Cardiothoracic, in general terms, refers to the chest. In the medical field, a cardiothoracic surgeon operates surgical treatments in the chest, involving organs such as the heart, lungs and the oesophagus. They may also treat cancer, injuries and obtain biopsies from the thorax. Highly specialised cardiothoracic surgeons may even perform organ transplants.
Cardiothoracic surgery can be divided into three principle subspecialties: cardiac, thoracic and congenital.
Cardiac surgery, also known as cardiovascular surgery, is the surgical treatment on the heart or great vessels such as the aorta and the vena cava. Surgeons conduct cardiac surgery to repair damaged structures in the heart, implant medical devices to aid the heart and treat heart diseases. Some of the common types of cardiac surgery are open-heart surgery, coronary artery bypass grafting, heart transplant and minimally invasive surgery.
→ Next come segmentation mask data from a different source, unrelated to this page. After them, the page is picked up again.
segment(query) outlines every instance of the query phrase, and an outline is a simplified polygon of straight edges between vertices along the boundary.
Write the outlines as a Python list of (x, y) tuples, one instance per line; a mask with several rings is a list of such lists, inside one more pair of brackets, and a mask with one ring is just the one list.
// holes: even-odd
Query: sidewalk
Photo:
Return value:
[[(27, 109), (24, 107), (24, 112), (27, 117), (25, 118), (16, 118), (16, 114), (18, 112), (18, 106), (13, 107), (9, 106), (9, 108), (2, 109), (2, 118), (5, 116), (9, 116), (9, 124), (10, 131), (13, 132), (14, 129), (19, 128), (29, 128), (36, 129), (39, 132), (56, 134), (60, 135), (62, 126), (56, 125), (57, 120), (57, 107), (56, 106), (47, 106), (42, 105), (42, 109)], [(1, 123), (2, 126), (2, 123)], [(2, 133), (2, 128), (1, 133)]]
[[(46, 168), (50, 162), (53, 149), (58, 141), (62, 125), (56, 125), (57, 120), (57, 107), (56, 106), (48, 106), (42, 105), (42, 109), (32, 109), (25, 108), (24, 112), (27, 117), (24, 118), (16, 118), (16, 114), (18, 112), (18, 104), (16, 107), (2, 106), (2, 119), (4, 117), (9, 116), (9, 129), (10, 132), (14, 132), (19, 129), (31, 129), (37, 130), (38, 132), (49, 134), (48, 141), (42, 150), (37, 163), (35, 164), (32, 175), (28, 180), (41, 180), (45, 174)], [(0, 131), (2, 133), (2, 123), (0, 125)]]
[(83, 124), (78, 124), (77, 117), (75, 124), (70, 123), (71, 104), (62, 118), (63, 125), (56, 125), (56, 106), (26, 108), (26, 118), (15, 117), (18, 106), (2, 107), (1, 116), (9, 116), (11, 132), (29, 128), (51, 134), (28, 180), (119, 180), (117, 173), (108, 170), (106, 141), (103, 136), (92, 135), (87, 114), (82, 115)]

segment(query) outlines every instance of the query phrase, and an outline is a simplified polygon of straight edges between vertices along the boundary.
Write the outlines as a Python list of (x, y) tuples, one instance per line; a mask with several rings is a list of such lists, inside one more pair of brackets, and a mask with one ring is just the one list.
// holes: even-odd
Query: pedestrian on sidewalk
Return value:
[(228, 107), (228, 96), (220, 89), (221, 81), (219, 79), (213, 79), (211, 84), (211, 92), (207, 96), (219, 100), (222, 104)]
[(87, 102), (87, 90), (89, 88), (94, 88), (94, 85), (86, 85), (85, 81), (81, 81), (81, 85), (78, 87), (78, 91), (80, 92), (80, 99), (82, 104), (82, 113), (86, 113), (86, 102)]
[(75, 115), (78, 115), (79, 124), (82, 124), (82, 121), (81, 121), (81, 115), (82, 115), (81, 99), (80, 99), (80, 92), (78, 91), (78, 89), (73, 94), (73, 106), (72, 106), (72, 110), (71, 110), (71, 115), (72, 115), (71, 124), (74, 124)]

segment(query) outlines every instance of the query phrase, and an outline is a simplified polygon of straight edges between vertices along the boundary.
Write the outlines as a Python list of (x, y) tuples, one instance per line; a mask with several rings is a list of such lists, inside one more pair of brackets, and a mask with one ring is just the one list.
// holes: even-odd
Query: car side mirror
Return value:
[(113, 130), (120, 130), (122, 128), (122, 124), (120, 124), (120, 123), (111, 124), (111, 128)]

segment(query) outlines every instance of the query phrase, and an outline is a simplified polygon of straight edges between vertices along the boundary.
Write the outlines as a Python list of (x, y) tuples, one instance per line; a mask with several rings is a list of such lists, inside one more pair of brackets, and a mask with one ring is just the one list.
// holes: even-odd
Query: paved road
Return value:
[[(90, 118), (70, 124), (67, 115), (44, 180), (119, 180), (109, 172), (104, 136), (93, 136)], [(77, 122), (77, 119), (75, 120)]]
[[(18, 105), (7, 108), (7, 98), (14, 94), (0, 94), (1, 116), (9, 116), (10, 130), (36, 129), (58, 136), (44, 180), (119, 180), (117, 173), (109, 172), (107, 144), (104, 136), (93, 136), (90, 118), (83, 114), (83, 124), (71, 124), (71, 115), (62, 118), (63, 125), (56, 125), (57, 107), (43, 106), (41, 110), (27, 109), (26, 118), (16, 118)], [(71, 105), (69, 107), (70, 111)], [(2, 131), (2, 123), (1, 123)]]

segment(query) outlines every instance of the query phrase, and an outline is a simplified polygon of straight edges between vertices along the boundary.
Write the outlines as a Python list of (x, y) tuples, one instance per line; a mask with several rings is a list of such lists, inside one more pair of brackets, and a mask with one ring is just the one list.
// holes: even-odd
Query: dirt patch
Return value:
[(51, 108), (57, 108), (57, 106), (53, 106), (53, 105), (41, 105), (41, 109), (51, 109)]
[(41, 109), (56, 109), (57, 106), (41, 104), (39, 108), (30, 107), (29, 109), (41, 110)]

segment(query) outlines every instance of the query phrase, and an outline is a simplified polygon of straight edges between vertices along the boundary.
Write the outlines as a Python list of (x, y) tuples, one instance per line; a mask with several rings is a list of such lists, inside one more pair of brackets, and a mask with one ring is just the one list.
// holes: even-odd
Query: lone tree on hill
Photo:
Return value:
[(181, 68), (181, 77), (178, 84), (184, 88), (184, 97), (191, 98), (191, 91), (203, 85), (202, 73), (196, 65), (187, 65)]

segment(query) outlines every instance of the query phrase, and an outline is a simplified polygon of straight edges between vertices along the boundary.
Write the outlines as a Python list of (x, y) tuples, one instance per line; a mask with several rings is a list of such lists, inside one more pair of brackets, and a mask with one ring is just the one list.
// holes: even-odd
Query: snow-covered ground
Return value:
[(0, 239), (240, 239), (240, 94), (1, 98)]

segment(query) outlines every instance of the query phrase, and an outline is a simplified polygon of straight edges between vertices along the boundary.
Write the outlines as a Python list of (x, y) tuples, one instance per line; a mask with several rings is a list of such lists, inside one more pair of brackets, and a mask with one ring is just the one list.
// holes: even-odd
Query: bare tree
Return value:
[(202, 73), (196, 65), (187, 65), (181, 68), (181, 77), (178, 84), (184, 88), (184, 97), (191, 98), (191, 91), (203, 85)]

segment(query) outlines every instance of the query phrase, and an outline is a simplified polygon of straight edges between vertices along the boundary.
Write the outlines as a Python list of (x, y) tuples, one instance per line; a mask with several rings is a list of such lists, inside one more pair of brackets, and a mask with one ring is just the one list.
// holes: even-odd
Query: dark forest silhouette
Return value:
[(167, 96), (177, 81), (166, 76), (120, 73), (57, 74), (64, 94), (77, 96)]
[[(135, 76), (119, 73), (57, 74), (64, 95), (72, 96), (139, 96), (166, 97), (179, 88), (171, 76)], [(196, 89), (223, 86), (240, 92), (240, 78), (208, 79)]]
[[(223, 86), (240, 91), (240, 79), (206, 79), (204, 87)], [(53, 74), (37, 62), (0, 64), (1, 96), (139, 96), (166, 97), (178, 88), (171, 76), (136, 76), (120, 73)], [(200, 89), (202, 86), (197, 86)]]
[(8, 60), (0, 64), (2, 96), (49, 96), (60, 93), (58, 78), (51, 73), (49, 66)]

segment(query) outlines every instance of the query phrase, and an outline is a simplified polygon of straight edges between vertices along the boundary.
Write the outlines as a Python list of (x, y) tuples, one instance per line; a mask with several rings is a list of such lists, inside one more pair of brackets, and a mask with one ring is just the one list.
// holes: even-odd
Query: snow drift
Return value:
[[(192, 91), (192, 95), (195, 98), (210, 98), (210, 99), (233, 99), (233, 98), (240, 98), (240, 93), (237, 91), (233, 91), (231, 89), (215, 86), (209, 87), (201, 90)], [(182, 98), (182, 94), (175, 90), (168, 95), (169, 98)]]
A cardiovascular surgeon may operate to treat:
- coronary artery diseases
- blockage in the heart valve(s)
- leaking heart valve(s)
- aneurysms of the large arteries
- heart failure
- atrial fibrillation
Cardiac surgery may be recommended to patients to control symptoms or reduce the risk of a sudden heart event in the future. Cardiac surgery can also help prolong life.
Thoracic surgery involves organs in of the chest but excludes the heart and great vessels. The organs treated in thoracic surgery includes lungs, oesophagus, trachea and the chest wall.
Thoracic surgery addresses various types of conditions such as:
- lung cancer
- tumours and benign growths in the lungs
- oesophageal cancer
- gastroesophageal reflux
- lung infections
- chest reconstruction after major trauma or surgery
- pleural diseases
- lung transplantation for end-stage diseases of the lung
- tracheal resection or stent insertion for airway narrowing
After thoracic surgery, patients can experience relief or experience restoration of the initial function of the affected organs or structure.
Congenital cardiac surgery corrects most heart defects that have been present since birth in babies and young children. These heart defects can involve problems in the interior walls of the heart, the valves, and the arteries and veins that supply blood to or from the heart.
Examples of congenital heart defects are:
- transposition of the great arteries
- ventricular septal defects
- hydroplastic left or right heart syndrome
- atrial septal defects
- coarctation of the aorta
Performing early surgical corrections reduce the impact of chronic illness and provide the ideal solution in the long-run. Congenital surgery is the most demanding type of cardiothoracic surgery and only it is practised by a small group of specialised surgeons.